Growing Foreign Oil Dependency

Amid claims by the Obama administration that we need to reduce our dependence on foreign oil—and actual Republican and conservative efforts actually to do so by opening up access to our own gas and oil supplies, protect our coal producers, and their failed effort to facilitate American purchase of Canadian oil—we get this, from The New York Times, no less.

The United States is increasing its dependence on oil from Saudi Arabia, raising its imports from the kingdom by more than 20 percent this year, even as fears of military conflict in the tinderbox Persian Gulf region grow.

The increase in Saudi oil exports to the United States began slowly last summer and has picked up pace this year. Until then, the United States had decreased its dependence on foreign oil and from the Gulf in particular.
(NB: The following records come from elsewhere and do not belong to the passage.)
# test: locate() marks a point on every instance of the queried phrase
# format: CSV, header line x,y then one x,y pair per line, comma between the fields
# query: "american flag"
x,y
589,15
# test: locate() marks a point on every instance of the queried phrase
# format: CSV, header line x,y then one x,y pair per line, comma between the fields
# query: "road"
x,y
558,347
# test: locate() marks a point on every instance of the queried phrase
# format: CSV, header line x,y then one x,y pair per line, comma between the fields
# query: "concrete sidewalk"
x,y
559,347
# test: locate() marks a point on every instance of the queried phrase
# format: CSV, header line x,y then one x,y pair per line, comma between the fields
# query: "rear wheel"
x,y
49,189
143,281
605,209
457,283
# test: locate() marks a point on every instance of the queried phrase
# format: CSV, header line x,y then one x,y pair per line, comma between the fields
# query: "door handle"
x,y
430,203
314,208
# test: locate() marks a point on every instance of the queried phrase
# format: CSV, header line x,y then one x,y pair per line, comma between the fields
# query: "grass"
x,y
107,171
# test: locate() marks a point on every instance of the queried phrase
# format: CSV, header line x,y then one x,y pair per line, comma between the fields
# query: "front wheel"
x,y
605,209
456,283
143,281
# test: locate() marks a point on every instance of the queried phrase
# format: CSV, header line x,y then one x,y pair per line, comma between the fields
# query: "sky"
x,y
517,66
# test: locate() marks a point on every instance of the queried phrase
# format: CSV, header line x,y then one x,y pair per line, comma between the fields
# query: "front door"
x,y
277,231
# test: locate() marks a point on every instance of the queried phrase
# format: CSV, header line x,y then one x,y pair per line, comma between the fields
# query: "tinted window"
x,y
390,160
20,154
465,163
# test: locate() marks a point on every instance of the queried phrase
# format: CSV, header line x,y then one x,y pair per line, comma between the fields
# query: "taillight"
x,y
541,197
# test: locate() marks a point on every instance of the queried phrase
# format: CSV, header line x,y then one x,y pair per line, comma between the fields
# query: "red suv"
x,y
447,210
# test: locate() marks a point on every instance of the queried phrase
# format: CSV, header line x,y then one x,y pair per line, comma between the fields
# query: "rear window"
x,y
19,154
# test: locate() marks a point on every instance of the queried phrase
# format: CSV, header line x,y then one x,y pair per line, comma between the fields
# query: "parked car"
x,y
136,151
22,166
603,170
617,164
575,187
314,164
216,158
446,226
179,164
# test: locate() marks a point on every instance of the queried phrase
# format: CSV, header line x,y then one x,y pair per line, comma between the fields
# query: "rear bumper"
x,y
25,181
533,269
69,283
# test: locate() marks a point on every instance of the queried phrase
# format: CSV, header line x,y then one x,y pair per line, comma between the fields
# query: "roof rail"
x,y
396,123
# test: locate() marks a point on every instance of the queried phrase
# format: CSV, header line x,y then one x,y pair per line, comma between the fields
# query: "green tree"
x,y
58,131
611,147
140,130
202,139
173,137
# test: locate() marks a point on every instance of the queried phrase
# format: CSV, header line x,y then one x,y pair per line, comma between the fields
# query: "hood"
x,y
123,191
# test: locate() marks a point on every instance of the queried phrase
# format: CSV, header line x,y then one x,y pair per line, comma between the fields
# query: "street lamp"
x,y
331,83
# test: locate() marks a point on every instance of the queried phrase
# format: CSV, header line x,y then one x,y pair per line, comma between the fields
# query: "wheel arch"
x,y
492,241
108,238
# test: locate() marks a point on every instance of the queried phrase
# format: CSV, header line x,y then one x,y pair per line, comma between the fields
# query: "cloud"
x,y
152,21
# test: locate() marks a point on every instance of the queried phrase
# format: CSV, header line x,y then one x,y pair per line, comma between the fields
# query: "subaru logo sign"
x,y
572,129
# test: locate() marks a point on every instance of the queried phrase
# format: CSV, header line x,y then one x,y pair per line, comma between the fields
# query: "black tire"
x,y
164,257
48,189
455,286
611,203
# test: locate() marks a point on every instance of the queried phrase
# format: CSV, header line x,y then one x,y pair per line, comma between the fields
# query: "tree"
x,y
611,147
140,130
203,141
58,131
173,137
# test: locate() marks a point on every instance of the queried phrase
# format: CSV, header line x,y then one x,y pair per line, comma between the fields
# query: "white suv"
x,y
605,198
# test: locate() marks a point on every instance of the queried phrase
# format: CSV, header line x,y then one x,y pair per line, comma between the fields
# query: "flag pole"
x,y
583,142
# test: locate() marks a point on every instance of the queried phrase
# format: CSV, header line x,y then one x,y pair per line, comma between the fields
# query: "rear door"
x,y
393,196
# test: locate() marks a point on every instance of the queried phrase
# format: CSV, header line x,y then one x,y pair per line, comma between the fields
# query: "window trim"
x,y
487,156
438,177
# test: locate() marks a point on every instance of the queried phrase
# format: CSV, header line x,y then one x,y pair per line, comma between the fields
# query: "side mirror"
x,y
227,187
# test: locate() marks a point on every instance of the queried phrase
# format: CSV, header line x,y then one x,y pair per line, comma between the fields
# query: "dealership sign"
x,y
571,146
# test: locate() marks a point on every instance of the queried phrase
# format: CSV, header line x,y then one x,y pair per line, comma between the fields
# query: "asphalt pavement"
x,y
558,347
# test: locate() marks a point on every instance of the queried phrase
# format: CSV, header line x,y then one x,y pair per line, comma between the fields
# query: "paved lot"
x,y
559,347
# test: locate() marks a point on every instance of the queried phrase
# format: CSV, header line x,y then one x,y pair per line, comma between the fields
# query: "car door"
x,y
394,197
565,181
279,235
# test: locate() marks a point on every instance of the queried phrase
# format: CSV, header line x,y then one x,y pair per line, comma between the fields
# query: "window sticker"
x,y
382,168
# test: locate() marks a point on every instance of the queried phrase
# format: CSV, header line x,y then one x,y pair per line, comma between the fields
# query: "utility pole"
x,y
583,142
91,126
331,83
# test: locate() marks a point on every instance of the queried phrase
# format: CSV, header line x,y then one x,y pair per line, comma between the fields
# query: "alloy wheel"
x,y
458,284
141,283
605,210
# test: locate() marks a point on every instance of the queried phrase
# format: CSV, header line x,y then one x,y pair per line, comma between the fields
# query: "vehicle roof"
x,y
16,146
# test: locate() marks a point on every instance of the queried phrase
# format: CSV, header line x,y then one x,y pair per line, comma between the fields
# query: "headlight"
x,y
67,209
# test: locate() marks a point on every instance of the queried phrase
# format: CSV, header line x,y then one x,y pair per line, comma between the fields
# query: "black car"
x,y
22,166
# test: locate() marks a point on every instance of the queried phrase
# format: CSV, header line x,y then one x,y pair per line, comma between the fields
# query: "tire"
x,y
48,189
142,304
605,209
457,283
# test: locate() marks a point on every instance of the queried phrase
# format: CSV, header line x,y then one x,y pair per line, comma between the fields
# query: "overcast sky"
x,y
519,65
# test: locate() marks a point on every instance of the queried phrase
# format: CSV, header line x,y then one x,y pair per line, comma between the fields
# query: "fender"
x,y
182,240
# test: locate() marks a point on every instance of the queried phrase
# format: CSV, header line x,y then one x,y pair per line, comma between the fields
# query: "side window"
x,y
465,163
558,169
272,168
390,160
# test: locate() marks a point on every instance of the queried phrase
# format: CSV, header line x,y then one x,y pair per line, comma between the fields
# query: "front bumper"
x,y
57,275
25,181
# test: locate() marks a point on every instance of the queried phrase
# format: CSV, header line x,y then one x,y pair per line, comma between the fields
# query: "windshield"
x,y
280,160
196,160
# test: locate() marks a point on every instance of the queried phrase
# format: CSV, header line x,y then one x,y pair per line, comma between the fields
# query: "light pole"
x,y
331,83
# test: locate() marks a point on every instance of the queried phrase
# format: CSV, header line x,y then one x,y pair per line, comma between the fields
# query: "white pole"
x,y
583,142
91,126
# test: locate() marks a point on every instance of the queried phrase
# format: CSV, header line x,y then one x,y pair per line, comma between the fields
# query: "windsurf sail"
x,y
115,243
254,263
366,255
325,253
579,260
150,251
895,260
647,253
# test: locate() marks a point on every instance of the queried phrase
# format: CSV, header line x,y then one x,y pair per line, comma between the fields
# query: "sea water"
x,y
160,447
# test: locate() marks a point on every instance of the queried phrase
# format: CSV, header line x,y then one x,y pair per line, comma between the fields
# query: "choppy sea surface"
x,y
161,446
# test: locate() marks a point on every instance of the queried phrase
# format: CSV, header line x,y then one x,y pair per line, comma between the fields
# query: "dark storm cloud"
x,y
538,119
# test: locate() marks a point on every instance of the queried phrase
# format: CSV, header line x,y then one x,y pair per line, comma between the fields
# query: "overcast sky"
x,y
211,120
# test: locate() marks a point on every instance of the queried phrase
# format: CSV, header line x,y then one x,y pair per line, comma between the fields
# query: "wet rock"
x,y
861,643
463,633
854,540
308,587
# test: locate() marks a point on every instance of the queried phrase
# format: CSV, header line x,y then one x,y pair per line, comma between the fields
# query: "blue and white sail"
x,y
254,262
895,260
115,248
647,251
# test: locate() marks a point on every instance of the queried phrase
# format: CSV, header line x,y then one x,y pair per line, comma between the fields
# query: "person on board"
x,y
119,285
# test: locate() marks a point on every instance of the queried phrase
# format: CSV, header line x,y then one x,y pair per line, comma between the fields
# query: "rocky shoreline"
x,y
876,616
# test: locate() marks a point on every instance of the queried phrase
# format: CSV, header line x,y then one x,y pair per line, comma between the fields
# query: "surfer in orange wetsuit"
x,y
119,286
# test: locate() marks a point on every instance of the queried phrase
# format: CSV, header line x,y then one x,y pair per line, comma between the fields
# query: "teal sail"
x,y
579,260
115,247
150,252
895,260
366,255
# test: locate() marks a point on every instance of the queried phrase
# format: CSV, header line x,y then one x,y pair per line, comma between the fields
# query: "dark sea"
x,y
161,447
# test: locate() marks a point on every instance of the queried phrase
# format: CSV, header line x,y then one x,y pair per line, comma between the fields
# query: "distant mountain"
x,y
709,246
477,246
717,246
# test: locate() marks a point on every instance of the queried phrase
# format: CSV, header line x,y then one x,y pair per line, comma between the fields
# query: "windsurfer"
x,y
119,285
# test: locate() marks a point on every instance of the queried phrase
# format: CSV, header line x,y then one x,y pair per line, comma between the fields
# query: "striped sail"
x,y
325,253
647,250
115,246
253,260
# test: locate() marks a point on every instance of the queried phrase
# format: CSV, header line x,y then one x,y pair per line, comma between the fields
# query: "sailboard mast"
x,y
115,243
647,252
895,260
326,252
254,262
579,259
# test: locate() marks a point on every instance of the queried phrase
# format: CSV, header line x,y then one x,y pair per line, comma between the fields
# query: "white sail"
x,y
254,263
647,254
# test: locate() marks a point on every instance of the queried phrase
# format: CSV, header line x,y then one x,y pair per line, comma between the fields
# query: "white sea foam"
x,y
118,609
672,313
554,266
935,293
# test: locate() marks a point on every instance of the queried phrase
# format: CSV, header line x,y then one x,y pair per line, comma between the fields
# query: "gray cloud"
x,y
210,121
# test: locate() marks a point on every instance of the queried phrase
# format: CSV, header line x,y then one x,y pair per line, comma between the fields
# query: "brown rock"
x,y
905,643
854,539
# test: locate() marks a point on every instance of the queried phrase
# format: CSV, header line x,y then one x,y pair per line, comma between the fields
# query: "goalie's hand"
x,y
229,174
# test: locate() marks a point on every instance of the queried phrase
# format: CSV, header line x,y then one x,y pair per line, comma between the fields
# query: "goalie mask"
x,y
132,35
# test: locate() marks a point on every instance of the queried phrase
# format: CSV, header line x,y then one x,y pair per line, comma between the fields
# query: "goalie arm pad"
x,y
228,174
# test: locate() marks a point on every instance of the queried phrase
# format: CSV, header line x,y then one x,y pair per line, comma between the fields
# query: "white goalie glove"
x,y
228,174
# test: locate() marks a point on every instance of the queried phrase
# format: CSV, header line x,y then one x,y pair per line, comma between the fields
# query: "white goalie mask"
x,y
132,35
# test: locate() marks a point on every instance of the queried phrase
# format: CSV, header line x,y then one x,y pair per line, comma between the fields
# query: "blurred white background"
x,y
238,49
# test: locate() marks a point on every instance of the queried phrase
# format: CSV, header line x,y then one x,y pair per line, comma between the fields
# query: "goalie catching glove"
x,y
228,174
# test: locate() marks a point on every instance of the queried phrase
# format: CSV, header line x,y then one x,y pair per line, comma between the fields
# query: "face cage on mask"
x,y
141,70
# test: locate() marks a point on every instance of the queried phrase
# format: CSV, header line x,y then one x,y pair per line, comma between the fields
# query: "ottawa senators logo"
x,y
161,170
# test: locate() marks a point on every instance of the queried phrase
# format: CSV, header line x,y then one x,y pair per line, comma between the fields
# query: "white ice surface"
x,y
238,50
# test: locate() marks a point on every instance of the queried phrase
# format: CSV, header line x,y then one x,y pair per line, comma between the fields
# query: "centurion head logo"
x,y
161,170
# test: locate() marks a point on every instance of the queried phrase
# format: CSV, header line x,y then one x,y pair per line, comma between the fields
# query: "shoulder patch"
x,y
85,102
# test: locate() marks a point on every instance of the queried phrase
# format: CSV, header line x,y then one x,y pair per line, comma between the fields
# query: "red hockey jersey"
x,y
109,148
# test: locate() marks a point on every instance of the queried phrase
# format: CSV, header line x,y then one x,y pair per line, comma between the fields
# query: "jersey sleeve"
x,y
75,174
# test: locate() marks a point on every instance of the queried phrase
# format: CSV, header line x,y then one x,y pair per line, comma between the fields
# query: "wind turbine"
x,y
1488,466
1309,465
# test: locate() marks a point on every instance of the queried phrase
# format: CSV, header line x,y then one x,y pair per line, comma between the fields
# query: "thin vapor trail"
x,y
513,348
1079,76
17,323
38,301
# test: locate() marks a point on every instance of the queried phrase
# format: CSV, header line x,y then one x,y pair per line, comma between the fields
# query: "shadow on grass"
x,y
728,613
If the Obama administration weren’t slow-walking permits for off-shore drilling, closing off Federal lands to oil and gas development, and attacking natural gas fracking, we’d be getting access to increased American oil—and a major product substitute, gas—right about now, instead of having to buy more oil from Saudi Arabia, and thereby enriching a nation that has closed off Israeli access to its airspace should our erstwhile ally want to preempt an Iranian nuclear strike by attacking Iran’s nuclear facilities.

If the Obama administration hadn’t closed off American access to Canadian oil by killing the Keystone XL pipeline, and thereby pushed Canada to sell its oil to the People’s Republic of China (which has its own purposes for getting Canadian oil), we’d have reduced further our dependence on oil from countries that don’t like us all that much.